A ghostly fist materialized beside him. The attacker flinched and dodged—

But illusions weren't physical.

Ash growled, grasping the knife hilt with shaking fingers—

And pulled it out.

Pain exploded through him.

He stabbed forward, using the attacker's surprise as cover.

Pughh.

The man collapsed with a gurgle.

Ash swayed, huffing hard, his vision flickering at the edges.

"Not… dead. Not yet," he muttered.

The world spun.

He dropped the rod.

He looked around.

While the other two men had already run away, frightened by the wild illusions and the abrupt murder.

Ash leaned against a pile of old metal, pressing his hand against the bleeding wound.

His breath quavered.

"That… sucked…"

There came a cautious tread of footsteps.

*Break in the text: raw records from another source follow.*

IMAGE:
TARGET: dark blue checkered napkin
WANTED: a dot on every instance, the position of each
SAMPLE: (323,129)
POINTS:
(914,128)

Laura peered from behind the scrap tower, her eyes aglow with surprise. "You… you saved me," she whispered.

Ash tried to smile. It came out crooked. "Don't thank me yet… I might actually die."

She ran to him in a panic. "D-don't! Wait, wait here! I have bandages, tools, I can fix machines, I can fix people, too! I think!"

Ash gave a weak laugh. "Not… reassuring… but… good enough…" His body slumped, and darkness began to creep in around the edges of his vision.

Before he went full-on black, he thought… I hope Rising Gear Academy doesn't do background checks. And then all went black.